Впрочем, эти критерии не способствовали формулировке однозначного определения autofiction, поскольку многие конкретные тексты, разумеется, не удовлетворяют всем признакам сразу. Например, даже единство автора, протагониста и нарратора, чему Дубровский придавал особую важность, часто рассматривается как необязательное и недостаточное для подтверждения автобиографического характера текста, и нынешние теоретики autofiction предпочитают говорить лишь о предполагаемом сходстве между тремя этими инстанциями.

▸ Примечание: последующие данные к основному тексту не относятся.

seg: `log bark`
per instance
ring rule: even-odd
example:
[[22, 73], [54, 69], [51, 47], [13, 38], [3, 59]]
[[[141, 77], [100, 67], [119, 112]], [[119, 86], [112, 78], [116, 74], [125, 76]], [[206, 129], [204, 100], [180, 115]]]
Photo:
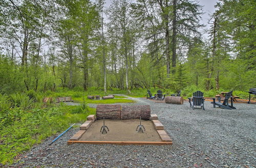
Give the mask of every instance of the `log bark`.
[[90, 99], [94, 99], [94, 96], [88, 96], [87, 98]]
[[123, 106], [121, 112], [121, 120], [139, 119], [143, 120], [150, 119], [151, 109], [148, 105]]
[[114, 95], [102, 96], [102, 99], [114, 99]]
[[99, 104], [96, 108], [97, 120], [105, 119], [120, 120], [121, 105], [119, 104]]
[[165, 97], [165, 103], [182, 104], [183, 104], [183, 98], [178, 96], [167, 96]]

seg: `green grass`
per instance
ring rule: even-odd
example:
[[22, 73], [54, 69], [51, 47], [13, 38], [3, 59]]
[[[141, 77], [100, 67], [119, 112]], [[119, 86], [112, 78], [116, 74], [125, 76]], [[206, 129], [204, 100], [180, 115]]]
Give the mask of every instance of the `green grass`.
[[15, 156], [34, 144], [95, 114], [95, 108], [88, 107], [86, 113], [80, 113], [78, 107], [60, 105], [44, 109], [16, 107], [0, 111], [0, 163], [12, 164]]
[[126, 98], [127, 96], [115, 95], [115, 98]]

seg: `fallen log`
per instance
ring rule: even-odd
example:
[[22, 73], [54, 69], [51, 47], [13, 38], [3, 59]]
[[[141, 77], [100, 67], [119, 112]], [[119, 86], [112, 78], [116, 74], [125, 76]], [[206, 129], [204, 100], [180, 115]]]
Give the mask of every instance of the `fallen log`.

Тем не менее список, составленный Дубровским, можно рассматривать как содержащий параметры, которыми с большой долей вероятности обладает тот или иной автофикциональный текст.

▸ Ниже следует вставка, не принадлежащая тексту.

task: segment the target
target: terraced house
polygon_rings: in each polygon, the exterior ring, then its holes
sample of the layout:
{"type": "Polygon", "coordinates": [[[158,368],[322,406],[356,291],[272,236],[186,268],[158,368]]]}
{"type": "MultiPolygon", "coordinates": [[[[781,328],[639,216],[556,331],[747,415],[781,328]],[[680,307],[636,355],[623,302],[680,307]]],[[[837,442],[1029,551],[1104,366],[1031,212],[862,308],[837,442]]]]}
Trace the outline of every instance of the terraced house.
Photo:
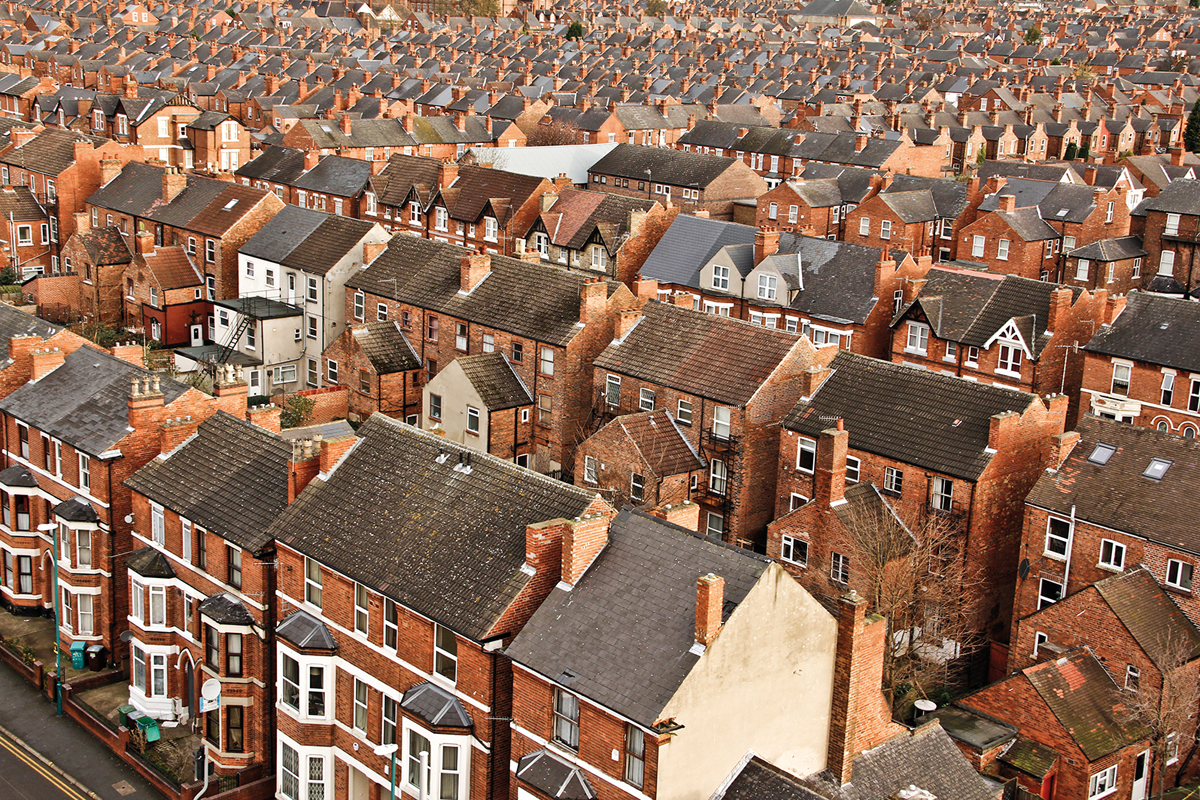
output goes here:
{"type": "MultiPolygon", "coordinates": [[[[252,417],[278,425],[280,409],[252,417]]],[[[132,491],[130,704],[156,720],[200,721],[220,774],[269,762],[274,747],[274,542],[266,530],[295,494],[302,456],[277,431],[218,411],[172,421],[163,452],[132,491]],[[200,686],[221,681],[204,710],[200,686]]],[[[308,462],[319,456],[311,455],[308,462]]]]}
{"type": "MultiPolygon", "coordinates": [[[[570,474],[593,409],[592,362],[612,341],[618,312],[637,300],[616,282],[395,236],[347,279],[346,302],[353,323],[366,314],[398,321],[427,378],[461,355],[504,353],[535,403],[532,446],[515,446],[532,456],[518,463],[570,474]]],[[[518,417],[518,425],[529,421],[518,417]]]]}
{"type": "Polygon", "coordinates": [[[595,558],[613,510],[383,415],[359,435],[270,530],[276,792],[372,796],[395,769],[406,795],[509,796],[499,651],[595,558]]]}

Даже если autofiction до конца и не утвердилась как автономный жанр, дискуссии по поводу этого термина способствовали рефлексии о природе литературного письма (особенно в контексте повествования о самом себе и неизбежного при этом сдвига в сторону «фикционализации»), о гибридности, практике метиссажа и системе жанров. Они привлекли внимание к ранее неведомому «литературному континенту», подстегнули интерес к созданию и прочтению экспериментальных текстов, находящихся на периферии автобиографии. Признавая право автора на создание нарратива о самом себе, никак не основанного на подлинных событиях, эта концепция лишает силы любой «договор» между автором и читателем[138].

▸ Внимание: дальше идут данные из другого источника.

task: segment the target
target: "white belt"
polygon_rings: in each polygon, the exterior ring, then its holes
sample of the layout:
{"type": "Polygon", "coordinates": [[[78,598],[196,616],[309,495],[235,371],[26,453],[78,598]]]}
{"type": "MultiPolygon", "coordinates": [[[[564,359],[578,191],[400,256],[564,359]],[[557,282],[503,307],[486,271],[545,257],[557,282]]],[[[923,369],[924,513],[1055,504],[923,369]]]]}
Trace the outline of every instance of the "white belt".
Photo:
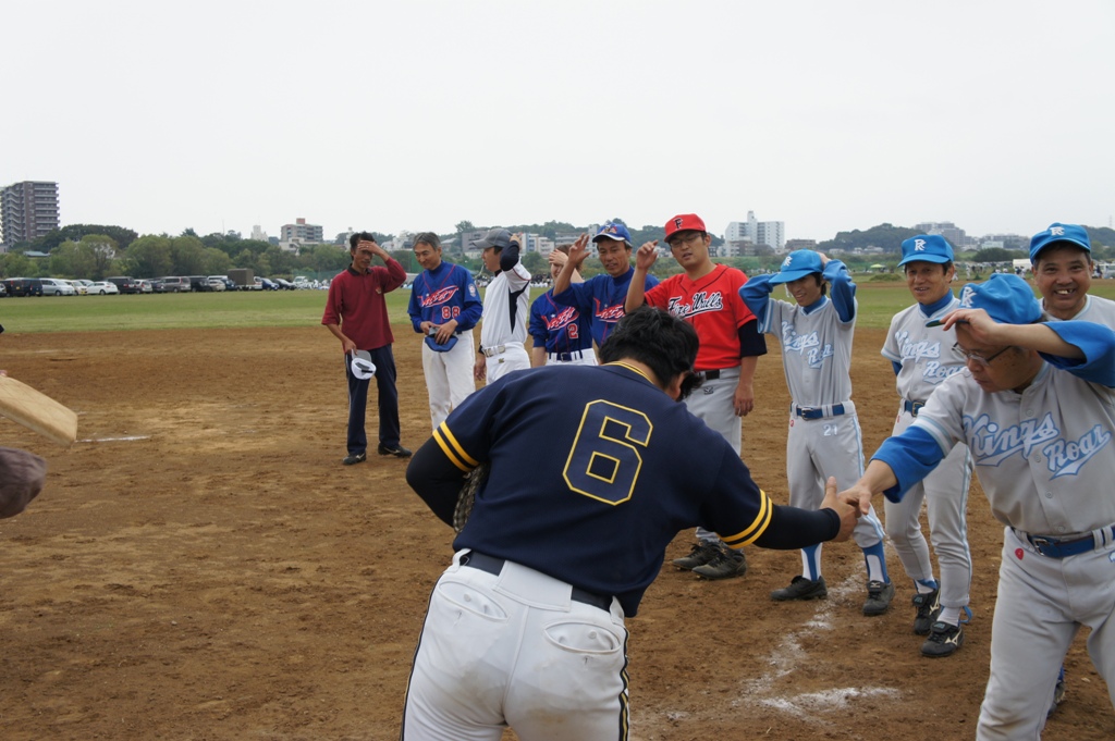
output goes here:
{"type": "Polygon", "coordinates": [[[515,348],[522,348],[522,342],[507,342],[504,344],[494,344],[491,348],[481,348],[481,352],[484,353],[485,358],[495,358],[496,355],[502,355],[508,350],[514,350],[515,348]]]}
{"type": "Polygon", "coordinates": [[[573,352],[551,352],[546,357],[555,363],[570,363],[574,360],[583,360],[588,351],[574,350],[573,352]]]}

Автор двух монографий об эволюции autofiction Филипп Гаспарини[139] выдвинул собственное определение этого жанра и даже предложил особый термин. «Автонарратив» (autonarration), включающий в себя autofiction, является, по словам Гаспарини, современной формой архетипического жанра, который лежит в основе любого автобиографического повествования. «Автонарратив» – это «автобиографический и художественный текст, имеющий многочисленные черты устного повествования, стилистических новаций, нарративной усложненности, фрагментарности, инакости, непоследовательности и содержащий автокомментарии, т. е. это текст, где проблематизируются отношения между письмом и опытом»[140]. Для Гаспарини рассказывать о себе – значит переводить собственную автобиографию в сферу литературы, повествовать о себе в сложной, многомерной модальности и характерной для романа стилистике и рассматривать себя как литературный персонаж, даже если речь идет о реальной фактологической основе. Вне зависимости от того, совпадает имя персонажа с именем автора или нет, персонаж является прежде всего авторским двойником[141]. Признавая, что у этого жанра был целый ряд провозвестников – Джойс, Белый, Пруст, Рильке, Колетт, Миллер и Селин, – Гаспарини все же считает его приметой современности: как форма творческого сопротивления нивелированию личности, происходящему среди какофонии многочисленных публичных дискурсов, autonarration открывает внутреннее пространство для ретроспекции, рефлексии, общения и даже молчания[142].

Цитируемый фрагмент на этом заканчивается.